Improved detection limits have been achieved for amino acid by SPF and TLC-scanner. These techniques incorporate within them numerous experimental variables such as scale expansion, signal refinement and back ground off set system. Thus detection limit are enhanced 100 to 1000 fold.
The out come of this research is of great importance as fluorescence activity of the complexes lies in regions where interference in signal out put due to reactants, medium and phase in totally absent. The amino acid-8-hydroxyquinaldine complexes showed decrease in fluorescence intensity as compared with Amino acids-8-hydroxyquinoline complexes. The fluorescent complexes of amino acid with 8-hydroxyquinaldine are stable and can be stored for a year with their fluorescence intensity remaining unchanged.
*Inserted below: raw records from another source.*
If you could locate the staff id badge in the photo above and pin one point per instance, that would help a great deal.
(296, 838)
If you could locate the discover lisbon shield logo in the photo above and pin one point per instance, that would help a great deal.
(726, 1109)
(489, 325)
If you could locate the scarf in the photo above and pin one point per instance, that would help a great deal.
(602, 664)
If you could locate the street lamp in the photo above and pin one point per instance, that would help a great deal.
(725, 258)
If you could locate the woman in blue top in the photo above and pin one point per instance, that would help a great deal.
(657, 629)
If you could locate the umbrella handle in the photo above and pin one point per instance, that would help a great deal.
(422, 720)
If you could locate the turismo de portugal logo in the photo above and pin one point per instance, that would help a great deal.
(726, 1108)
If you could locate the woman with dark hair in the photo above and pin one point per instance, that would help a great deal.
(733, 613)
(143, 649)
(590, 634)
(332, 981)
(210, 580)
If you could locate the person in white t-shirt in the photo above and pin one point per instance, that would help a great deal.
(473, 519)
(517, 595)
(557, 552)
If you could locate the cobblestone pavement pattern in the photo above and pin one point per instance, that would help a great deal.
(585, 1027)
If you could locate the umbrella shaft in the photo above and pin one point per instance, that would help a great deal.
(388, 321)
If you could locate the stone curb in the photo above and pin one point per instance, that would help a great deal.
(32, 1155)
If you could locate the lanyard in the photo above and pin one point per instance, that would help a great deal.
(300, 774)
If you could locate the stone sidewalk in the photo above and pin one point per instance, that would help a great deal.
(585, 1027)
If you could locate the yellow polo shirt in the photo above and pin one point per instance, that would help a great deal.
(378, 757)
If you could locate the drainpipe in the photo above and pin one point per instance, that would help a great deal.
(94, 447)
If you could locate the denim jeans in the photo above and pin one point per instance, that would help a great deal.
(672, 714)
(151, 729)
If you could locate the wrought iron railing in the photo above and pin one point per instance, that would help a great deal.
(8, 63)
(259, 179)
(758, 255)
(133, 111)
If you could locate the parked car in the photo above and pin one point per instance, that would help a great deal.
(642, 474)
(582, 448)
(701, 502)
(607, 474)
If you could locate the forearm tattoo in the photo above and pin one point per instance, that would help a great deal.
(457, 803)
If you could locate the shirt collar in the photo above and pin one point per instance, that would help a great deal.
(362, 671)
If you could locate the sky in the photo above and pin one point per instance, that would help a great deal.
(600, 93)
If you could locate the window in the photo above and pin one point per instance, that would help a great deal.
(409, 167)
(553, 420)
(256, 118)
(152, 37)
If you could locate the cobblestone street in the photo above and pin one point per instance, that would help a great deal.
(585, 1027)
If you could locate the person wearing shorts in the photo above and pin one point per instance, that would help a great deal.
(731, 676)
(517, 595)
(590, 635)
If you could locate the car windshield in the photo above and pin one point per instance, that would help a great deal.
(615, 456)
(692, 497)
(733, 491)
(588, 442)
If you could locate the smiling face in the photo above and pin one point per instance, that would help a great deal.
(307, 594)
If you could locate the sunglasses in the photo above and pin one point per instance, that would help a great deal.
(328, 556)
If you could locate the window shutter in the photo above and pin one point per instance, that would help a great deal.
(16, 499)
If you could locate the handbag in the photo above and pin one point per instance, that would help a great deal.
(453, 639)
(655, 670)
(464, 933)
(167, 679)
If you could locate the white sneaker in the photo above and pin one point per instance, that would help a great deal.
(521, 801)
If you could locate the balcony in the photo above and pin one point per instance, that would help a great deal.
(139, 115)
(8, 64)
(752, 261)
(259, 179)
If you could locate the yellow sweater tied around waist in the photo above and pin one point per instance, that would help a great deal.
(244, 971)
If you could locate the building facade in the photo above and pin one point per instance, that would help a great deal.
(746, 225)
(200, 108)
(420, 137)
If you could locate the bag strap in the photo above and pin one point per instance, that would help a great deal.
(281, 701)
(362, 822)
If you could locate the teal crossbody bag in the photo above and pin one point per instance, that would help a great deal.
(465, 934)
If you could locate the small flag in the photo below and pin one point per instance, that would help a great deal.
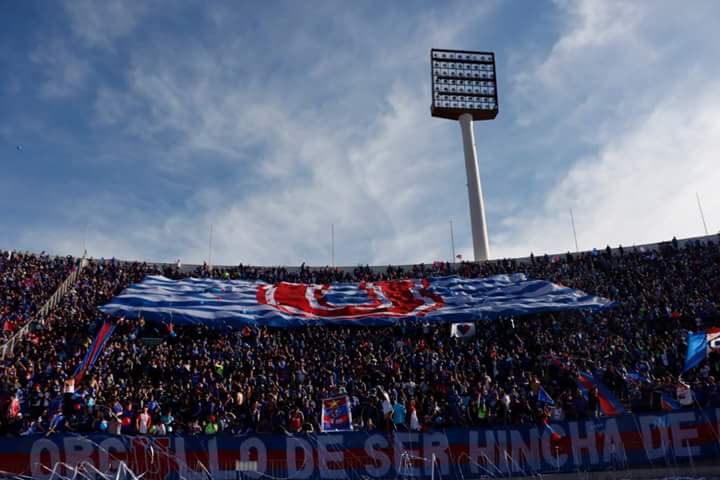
(462, 330)
(700, 345)
(668, 403)
(543, 397)
(635, 377)
(554, 436)
(336, 415)
(94, 350)
(609, 405)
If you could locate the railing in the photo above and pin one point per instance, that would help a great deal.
(6, 350)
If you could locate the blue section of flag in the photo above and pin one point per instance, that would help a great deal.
(219, 303)
(668, 403)
(636, 377)
(336, 414)
(543, 397)
(609, 404)
(697, 350)
(94, 350)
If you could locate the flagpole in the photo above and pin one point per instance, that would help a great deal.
(702, 215)
(452, 242)
(210, 250)
(332, 244)
(572, 222)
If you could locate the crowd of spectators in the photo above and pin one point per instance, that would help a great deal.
(161, 379)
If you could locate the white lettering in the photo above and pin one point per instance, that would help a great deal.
(551, 453)
(681, 436)
(77, 450)
(405, 457)
(325, 456)
(378, 456)
(245, 447)
(647, 425)
(613, 448)
(485, 456)
(588, 442)
(109, 450)
(39, 469)
(308, 466)
(525, 453)
(435, 445)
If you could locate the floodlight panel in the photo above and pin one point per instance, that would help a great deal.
(463, 82)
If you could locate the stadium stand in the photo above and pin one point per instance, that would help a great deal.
(157, 379)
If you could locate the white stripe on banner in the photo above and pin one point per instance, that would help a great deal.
(443, 299)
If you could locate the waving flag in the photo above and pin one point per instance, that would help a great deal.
(462, 330)
(336, 415)
(238, 302)
(609, 405)
(700, 345)
(668, 403)
(94, 350)
(543, 397)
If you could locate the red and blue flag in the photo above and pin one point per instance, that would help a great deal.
(609, 404)
(700, 345)
(96, 347)
(336, 415)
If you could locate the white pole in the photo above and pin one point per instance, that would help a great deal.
(481, 248)
(332, 243)
(85, 237)
(702, 215)
(572, 222)
(210, 250)
(452, 242)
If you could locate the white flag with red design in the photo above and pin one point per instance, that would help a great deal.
(462, 330)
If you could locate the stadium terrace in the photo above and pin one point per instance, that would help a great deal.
(69, 369)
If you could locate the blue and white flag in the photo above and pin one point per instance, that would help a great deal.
(543, 397)
(336, 415)
(700, 345)
(440, 299)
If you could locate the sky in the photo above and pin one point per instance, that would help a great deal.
(131, 129)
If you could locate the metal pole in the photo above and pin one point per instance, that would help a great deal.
(572, 222)
(210, 250)
(702, 215)
(452, 241)
(481, 247)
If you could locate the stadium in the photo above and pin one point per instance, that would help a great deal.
(137, 131)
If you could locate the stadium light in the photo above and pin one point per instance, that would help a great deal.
(464, 88)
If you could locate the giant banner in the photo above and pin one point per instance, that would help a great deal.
(627, 441)
(238, 302)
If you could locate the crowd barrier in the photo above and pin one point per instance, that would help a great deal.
(616, 443)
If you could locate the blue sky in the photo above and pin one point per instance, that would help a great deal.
(143, 123)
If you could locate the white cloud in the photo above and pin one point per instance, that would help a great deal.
(100, 24)
(65, 73)
(650, 109)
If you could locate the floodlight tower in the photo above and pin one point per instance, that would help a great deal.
(464, 89)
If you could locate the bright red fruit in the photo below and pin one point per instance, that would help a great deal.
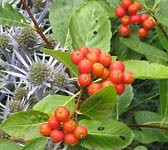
(84, 50)
(97, 69)
(126, 3)
(117, 65)
(95, 50)
(53, 123)
(45, 129)
(148, 24)
(116, 76)
(84, 79)
(125, 20)
(57, 135)
(120, 12)
(93, 88)
(120, 87)
(143, 17)
(80, 132)
(85, 66)
(135, 19)
(69, 126)
(76, 57)
(124, 31)
(105, 59)
(142, 32)
(70, 139)
(62, 114)
(128, 77)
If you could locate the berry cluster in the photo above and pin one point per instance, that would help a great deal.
(61, 128)
(94, 64)
(127, 13)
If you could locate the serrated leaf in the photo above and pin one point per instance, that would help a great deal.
(24, 125)
(36, 144)
(11, 17)
(151, 118)
(59, 17)
(64, 57)
(89, 26)
(106, 134)
(100, 104)
(8, 145)
(146, 70)
(152, 53)
(50, 103)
Thus the above experimental findings have paved the way to exploit the method simultaneously for single step direct or indirect estimation of amino acids or 8-hydroxyquinaldine reactant as well as final products with down to nano mole or pica mole level. The simple, economical and unequivocal preparation procedure of these complexes has been accomplished successfully, which has provide way to introduction of rapid and new analytical methodology for use in analytical laboratories for direct identification, separation and estimation of amino acids.
Aknowledgement
The author is thankful to Dr. Tasneem Gul Kazi and Dr. Gul Hassan Kazi (Research Supervisors), National Centre of Excellence in Analytical Chemistry Jamshoro for their nice cooperation and supervision during the whole research work.